4.2-1 DC Master slapd library segfault libxmlsec1.so.1.2.20

openldap
ucs-4-2

#1

Another issue I’ve hit since an upgrade to 4.2-1 is a periodic segfault in slapd. I haven’t yet been able to pin it down to a reproducible cause for you.

But its often triggered seemingly randomly if I click around in the UMC interfaces of other servers (backup/member).
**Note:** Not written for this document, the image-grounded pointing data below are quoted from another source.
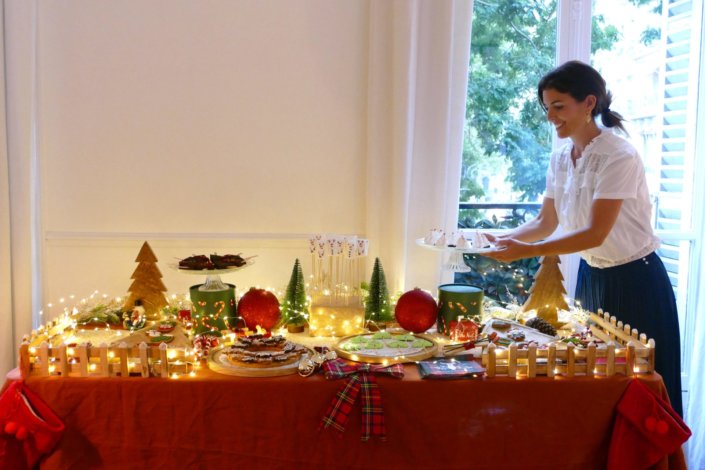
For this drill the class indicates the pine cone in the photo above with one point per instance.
(542, 325)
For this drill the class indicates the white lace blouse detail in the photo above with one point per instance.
(610, 168)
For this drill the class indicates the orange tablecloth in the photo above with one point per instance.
(219, 421)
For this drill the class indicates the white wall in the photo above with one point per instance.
(228, 126)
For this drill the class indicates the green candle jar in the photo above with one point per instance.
(457, 300)
(213, 310)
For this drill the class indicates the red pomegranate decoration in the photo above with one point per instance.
(416, 311)
(259, 307)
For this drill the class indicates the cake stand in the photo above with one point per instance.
(454, 259)
(213, 281)
(214, 301)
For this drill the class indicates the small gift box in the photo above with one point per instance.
(463, 329)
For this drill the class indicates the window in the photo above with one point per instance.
(650, 53)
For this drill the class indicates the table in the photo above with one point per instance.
(220, 421)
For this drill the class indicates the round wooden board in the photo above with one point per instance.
(218, 362)
(401, 358)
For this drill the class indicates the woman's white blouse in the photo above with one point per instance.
(610, 168)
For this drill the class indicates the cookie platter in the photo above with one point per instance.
(386, 348)
(248, 358)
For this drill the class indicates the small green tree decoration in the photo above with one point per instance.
(378, 307)
(295, 306)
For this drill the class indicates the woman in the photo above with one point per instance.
(596, 191)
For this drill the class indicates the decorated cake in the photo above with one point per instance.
(261, 351)
(382, 346)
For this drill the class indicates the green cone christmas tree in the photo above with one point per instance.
(377, 307)
(295, 306)
(547, 293)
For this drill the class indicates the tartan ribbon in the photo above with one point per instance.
(361, 377)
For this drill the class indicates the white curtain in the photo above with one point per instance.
(419, 53)
(7, 346)
(695, 406)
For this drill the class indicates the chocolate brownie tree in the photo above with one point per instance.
(295, 305)
(147, 285)
(547, 294)
(377, 307)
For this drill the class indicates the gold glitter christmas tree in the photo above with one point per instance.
(547, 294)
(147, 285)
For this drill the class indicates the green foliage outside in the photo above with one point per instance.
(508, 283)
(513, 45)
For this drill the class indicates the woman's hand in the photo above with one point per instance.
(509, 249)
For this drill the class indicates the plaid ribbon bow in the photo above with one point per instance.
(360, 376)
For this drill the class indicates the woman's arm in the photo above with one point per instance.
(536, 229)
(603, 215)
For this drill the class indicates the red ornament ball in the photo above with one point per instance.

Doesn’t seem to happen as often if I’m in the UMC of the master (which is most of the time).

Grepped syslog:

Jul  8 20:47:46 dcm1 slapd[5946]: Starting ldap server(s): slapd ...done.
Jul  8 20:47:46 dcm1 slapd[5946]: Checking Schema ID: ...done.
Jul  8 20:48:43 dcm1 kernel: [71889.842511] slapd[5969]: segfault at f ip 00007f8081c07c72 sp 00007f7ffee63210 error 4 in libxmlsec1.so.1.2.20[7f8081bcb000+5d000]
Jul  8 20:48:43 dcm1 systemd[1]: slapd.service: main process exited, code=killed, status=11/SEGV
Jul  8 20:48:44 dcm1 logger: /etc/init.d/slapd stop (pid: 6093, ppid:    1 systemd)
Jul  8 20:48:44 dcm1 slapd[6093]: Stopping ldap server(s): slapd ...start-stop-daemon: warning: failed to kill 5962: No such process
Jul  8 20:48:44 dcm1 slapd[6093]: done.
Jul  8 20:48:44 dcm1 systemd[1]: Unit slapd.service entered failed state.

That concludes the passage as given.